Néo, artiste né, quant à lui, perçait tant bien que mal les jolies pierres aux couleurs diverses parfois brillantes ou transparentes qu'il recevait des clients, pour les enfiler sur des brins d'herbe dure. Il offrit le premier objet réalisé ainsi à sa maman qui le portait tous les jours autour de son cou. Les clientes, jalouses, voyant cette parure, en  voulaient toutes une aussi belle. Le collier était né! Néo avait dû installer un rocher-table où il travaillait à la vue des visiteurs. La demande était tellement forte qu'à l'échange bijou contre nourriture,  cette dernière augmentait sensiblement en volume et qualité.

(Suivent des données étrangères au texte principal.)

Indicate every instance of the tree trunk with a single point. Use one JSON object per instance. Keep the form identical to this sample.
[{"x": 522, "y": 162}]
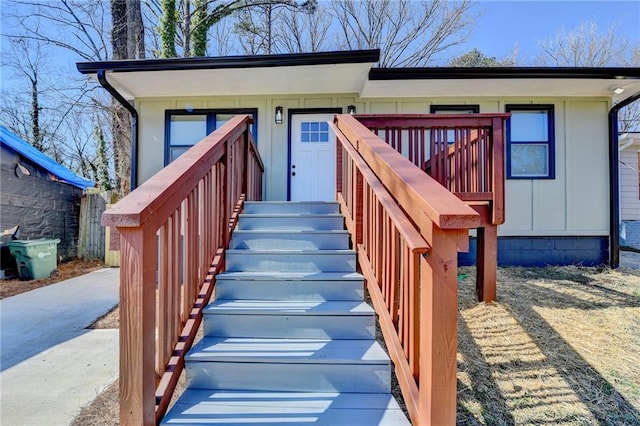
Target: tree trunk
[
  {"x": 35, "y": 115},
  {"x": 127, "y": 40}
]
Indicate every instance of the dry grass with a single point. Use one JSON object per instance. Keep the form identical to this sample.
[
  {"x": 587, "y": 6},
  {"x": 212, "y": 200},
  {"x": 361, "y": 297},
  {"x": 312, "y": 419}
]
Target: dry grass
[{"x": 561, "y": 346}]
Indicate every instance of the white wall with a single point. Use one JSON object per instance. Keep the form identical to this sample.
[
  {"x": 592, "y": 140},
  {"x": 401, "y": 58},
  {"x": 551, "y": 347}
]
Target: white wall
[
  {"x": 629, "y": 196},
  {"x": 576, "y": 202}
]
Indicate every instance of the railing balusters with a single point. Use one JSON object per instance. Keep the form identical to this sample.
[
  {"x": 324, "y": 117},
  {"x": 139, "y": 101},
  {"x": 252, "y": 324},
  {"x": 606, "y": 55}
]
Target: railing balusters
[
  {"x": 172, "y": 229},
  {"x": 412, "y": 294}
]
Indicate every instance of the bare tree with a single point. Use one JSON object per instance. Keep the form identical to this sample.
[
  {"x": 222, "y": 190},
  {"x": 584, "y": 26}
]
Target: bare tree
[
  {"x": 585, "y": 46},
  {"x": 304, "y": 30},
  {"x": 28, "y": 60},
  {"x": 408, "y": 33}
]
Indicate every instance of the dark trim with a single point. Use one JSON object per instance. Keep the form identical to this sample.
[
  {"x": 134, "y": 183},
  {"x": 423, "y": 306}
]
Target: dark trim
[
  {"x": 290, "y": 113},
  {"x": 551, "y": 135},
  {"x": 475, "y": 109},
  {"x": 210, "y": 127},
  {"x": 102, "y": 78},
  {"x": 225, "y": 62},
  {"x": 456, "y": 73},
  {"x": 614, "y": 182}
]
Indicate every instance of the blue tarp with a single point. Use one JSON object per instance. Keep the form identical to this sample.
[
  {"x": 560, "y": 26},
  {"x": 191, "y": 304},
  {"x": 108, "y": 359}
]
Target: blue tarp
[{"x": 28, "y": 151}]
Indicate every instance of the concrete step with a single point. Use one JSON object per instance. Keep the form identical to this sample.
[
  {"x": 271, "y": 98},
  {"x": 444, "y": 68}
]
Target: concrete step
[
  {"x": 288, "y": 319},
  {"x": 286, "y": 408},
  {"x": 290, "y": 286},
  {"x": 291, "y": 207},
  {"x": 298, "y": 222},
  {"x": 301, "y": 365},
  {"x": 290, "y": 261},
  {"x": 290, "y": 240}
]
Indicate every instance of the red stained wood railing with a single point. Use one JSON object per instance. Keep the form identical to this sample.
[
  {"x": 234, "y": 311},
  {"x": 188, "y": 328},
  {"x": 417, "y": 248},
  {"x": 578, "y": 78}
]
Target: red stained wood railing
[
  {"x": 463, "y": 152},
  {"x": 408, "y": 229},
  {"x": 173, "y": 232}
]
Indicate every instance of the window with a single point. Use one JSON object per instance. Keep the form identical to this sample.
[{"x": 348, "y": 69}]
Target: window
[
  {"x": 314, "y": 131},
  {"x": 530, "y": 142},
  {"x": 183, "y": 129}
]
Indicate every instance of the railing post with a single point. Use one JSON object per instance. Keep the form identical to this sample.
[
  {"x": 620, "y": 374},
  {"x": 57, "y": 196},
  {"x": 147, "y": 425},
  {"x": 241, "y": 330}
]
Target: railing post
[
  {"x": 137, "y": 326},
  {"x": 438, "y": 327},
  {"x": 358, "y": 205},
  {"x": 497, "y": 157},
  {"x": 246, "y": 163}
]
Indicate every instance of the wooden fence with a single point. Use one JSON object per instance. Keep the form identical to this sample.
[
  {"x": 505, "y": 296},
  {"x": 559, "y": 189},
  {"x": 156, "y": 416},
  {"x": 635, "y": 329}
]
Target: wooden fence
[{"x": 91, "y": 239}]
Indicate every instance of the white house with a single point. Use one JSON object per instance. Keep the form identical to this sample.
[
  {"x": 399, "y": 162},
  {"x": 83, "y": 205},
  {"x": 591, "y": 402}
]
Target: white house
[
  {"x": 562, "y": 202},
  {"x": 630, "y": 189}
]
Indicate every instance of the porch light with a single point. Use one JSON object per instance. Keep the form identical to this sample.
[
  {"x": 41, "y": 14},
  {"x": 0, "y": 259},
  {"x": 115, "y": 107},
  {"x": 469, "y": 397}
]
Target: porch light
[
  {"x": 616, "y": 89},
  {"x": 278, "y": 115}
]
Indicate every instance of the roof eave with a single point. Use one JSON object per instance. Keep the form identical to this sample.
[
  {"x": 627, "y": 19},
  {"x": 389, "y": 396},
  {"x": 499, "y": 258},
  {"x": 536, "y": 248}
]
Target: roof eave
[
  {"x": 253, "y": 61},
  {"x": 452, "y": 73}
]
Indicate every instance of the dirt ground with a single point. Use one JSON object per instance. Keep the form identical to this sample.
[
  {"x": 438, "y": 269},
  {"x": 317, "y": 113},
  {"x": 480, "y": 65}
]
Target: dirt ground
[
  {"x": 561, "y": 345},
  {"x": 65, "y": 271}
]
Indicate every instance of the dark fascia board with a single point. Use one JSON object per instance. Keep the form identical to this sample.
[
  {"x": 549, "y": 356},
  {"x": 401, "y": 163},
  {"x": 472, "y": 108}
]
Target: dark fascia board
[
  {"x": 225, "y": 62},
  {"x": 458, "y": 73}
]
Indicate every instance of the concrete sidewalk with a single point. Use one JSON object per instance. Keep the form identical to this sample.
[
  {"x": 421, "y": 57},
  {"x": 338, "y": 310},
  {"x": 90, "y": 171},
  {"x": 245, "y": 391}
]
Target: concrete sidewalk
[
  {"x": 51, "y": 364},
  {"x": 629, "y": 260}
]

Puis il a fallu chercher une grotte nouvelle pour s'agrandir, d'abord dans la région, ensuite de plus en plus loin. Trouver des artistes pour reproduire fidèlement dans les nouveaux établissements les dessins de Néo et l'enseigne de la chaîne "Néo-Ander-Tal" dans son style d'origine, avait été le plus difficile. Les gérants embauchés pour diriger les succursales, étaient subjugués par cette nouvelle idée et faisaient vraiment de leur mieux pour respecter les recettes de Tal. Quant à Ander, à dos du premier animal-transporteur disponible à la location, il faisait le tour de tous les maillons de la chaîne et s'il en trouvait un trop faible, celui-ci était exclu  et devait changer de nom.

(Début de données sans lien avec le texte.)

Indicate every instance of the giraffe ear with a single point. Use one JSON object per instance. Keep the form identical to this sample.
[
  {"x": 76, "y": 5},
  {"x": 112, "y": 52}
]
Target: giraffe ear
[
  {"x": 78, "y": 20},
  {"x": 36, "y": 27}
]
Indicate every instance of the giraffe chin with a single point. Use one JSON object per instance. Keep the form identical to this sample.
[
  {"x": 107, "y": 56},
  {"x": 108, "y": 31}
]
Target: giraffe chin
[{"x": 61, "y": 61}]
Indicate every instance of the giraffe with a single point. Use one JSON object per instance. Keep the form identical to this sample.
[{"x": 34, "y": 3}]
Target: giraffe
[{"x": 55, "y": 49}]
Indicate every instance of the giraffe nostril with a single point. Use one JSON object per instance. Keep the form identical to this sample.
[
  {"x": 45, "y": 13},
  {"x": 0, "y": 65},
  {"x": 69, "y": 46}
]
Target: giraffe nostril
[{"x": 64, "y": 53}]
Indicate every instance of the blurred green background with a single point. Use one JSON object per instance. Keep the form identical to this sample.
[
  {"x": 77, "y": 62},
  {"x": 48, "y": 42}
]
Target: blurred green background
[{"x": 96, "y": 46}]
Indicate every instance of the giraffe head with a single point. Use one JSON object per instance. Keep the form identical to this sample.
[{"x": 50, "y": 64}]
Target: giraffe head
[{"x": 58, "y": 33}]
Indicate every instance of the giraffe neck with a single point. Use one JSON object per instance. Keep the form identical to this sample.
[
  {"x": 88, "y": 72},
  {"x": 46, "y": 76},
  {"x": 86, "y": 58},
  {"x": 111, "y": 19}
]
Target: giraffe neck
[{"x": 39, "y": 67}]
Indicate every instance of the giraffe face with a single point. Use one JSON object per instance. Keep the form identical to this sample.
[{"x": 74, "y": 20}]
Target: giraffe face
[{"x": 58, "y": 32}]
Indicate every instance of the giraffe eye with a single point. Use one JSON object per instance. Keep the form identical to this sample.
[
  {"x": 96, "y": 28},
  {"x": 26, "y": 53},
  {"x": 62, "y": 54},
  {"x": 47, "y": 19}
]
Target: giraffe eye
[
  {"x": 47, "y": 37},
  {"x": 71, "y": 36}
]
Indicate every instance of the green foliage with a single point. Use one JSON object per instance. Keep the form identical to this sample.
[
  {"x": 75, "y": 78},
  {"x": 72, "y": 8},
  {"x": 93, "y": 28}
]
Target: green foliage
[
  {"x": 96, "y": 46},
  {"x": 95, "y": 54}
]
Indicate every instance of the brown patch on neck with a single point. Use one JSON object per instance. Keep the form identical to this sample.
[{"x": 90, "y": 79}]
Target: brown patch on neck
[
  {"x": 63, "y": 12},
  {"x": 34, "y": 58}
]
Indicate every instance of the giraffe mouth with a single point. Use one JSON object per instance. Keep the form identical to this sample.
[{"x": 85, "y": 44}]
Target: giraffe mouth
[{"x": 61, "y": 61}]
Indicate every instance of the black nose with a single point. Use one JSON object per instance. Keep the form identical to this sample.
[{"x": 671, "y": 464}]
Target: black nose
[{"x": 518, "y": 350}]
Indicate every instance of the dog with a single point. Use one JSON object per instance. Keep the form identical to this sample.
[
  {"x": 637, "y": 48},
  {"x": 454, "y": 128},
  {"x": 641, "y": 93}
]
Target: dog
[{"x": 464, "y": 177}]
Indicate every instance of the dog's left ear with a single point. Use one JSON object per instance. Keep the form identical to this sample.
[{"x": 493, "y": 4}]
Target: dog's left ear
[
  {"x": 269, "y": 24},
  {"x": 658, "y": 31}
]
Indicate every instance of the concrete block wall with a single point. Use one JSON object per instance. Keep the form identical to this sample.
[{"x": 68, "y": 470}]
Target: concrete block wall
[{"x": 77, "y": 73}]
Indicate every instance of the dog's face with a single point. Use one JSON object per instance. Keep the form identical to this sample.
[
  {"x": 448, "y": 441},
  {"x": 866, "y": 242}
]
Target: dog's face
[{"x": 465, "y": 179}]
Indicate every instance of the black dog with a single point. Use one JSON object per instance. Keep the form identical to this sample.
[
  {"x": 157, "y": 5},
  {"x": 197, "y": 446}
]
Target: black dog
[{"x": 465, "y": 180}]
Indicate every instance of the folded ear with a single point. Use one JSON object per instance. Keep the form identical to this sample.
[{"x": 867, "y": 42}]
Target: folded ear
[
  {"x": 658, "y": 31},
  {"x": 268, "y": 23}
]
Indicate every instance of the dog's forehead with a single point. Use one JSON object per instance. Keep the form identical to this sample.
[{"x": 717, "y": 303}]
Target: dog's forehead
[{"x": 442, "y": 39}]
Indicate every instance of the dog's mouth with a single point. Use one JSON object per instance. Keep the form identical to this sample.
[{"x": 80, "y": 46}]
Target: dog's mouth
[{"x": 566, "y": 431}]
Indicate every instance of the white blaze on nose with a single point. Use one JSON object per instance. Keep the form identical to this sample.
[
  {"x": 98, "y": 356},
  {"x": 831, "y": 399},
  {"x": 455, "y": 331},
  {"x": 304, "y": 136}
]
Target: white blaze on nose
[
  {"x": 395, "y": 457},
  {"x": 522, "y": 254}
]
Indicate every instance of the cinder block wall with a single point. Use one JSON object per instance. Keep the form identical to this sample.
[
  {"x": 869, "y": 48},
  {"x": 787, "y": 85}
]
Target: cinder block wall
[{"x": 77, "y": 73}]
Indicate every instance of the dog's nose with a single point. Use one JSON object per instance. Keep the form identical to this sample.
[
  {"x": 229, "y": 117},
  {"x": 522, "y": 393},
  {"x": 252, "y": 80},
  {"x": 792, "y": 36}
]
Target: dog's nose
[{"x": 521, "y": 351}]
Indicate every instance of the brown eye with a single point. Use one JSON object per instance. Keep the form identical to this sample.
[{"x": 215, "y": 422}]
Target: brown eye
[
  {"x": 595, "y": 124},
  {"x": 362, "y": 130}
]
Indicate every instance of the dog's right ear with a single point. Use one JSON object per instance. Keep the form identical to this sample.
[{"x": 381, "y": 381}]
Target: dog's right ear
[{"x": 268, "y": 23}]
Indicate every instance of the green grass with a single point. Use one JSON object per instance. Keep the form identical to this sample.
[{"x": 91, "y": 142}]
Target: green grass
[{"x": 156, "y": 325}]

Et la suite? me direz-vous. Mais vous la connaissez! Chaînes de restaurants     comme "Longue Paille"," McCanard's", "Slow", etc. Joailliers tels que Vonclé et Arpège,  Bouchecarré, etc. aux boutiques à Paris, Monte-Carlo et New York, et dans le monde entier. Néons scintillants sur le "strip" à Las Végas, Tex-Mex ou Chinois. Musées de tout et de rien. Grottes ?  Voilà la situation aujourd'hui. Ce fut long pour en arriver là. Mais n'oubliez jamais que tout cela n'existerait pas à l'heure actuelle  sans les précurseurs, Ander, son épouse Tal et leur fils Néo qui avaient, il y a fort longtemps déjà, mis leur idée  "accueil et service au public" en application. Et comme, en ces temps reculés, nous consommons du bison aujourd'hui! Eternel recommencement. Boucle aux millions d'années refermée!

 

 

 

Au début c'était le néant.

Puis vint l'être vivant,

Qui créa le restaurant

Et le cabaret avec chant.

Des musées autant.

Mais n'est-ce-pas que du vent?

 

 

Le Colvert, Baudienville, octobre 2017.